Association between the time to definitive care and trauma patient outcomes: every minute in the golden hour matters
European Journal of Trauma and Emergency Surgery - Tập 48 - Trang 2709-2716 - 2021
Shang-Lin Hsieh, Chien-Han Hsiao, Wen-Chu Chiang, Sang Do Shin, Sabariah Faizah Jamaluddin, Do Ngoc Son, Ki Jeong Hong, Sun Jen-Tang, Weide Tsai, Ding-Kuo Chien, Wen-Han Chang, Tse-Hao Chen
This study examined the association between lapsed time and trauma patients, suggesting that a shorter time to definitive care leads to a better outcome. We used the Pan-Asian Trauma Outcome Study registry to analyze a retrospective cohort of 963 trauma patients who received surgical intervention or transarterial embolization within 2 h of injury in Asian countries between January 2016 and December 2020. Exposure measurement was recorded every 30 min from injury to definitive care. The 30 day mortality rate and functional outcome were studied using the Modified Rankin Scale ratings of 0–3 vs 4–6 for favorable vs poor functional outcomes, respectively. Subgroup analyses of different injury severities and patterns were performed. The mean time from injury to definitive care was 1.28 ± 0.69 h, with cases categorized into the following subgroups: < 30, 30–60, 60–90, and 90–120 min. For all patients, a longer interval was positively associated with the 30 day mortality rate (p = 0.053) and poor functional outcome (p < 0.05).

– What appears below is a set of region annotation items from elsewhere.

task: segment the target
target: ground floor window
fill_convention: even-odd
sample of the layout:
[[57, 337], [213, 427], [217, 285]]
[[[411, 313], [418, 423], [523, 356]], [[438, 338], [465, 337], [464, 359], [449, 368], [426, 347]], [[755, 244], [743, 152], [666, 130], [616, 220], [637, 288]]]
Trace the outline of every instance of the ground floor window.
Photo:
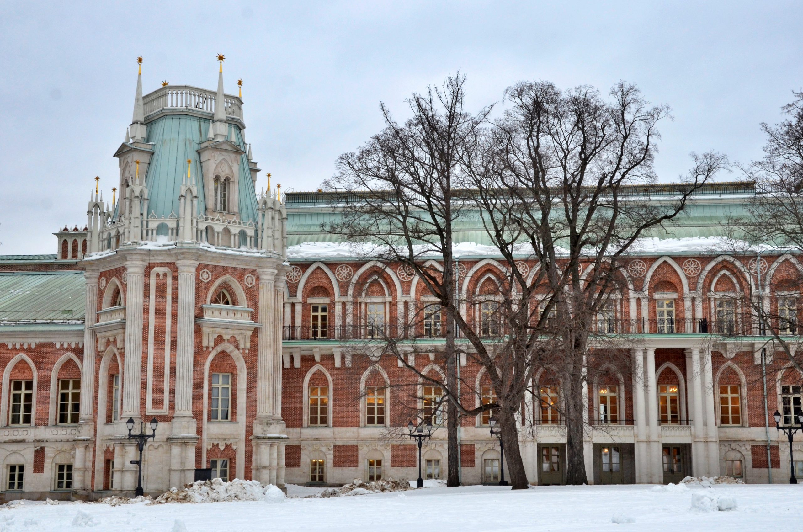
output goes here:
[[309, 460], [309, 481], [324, 482], [324, 460], [315, 459]]
[[72, 489], [72, 464], [56, 464], [55, 489]]
[[426, 460], [426, 478], [427, 479], [438, 479], [441, 477], [441, 460]]
[[499, 458], [486, 458], [483, 460], [483, 482], [499, 481]]
[[11, 464], [8, 466], [8, 485], [6, 489], [22, 490], [22, 480], [25, 477], [24, 464]]
[[219, 478], [224, 482], [229, 481], [229, 460], [223, 458], [209, 460], [209, 467], [212, 469], [212, 478]]
[[368, 460], [368, 481], [382, 480], [382, 460], [369, 458]]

Subgroup analyses showed the same association in the major trauma (n = 321, p < 0.05) and torso injury groups (n = 388, p < 0.01) with the 30 day mortality rate and in the major trauma (p < 0.01), traumatic brain injury (n = 741, p < 0.05), and torso injury (p < 0.05) groups with the poor functional outcome. Even within 2 h, a shorter time to definitive care is positively associated with patient survival and functional outcome, especially in the subgroups of major trauma and torso injury.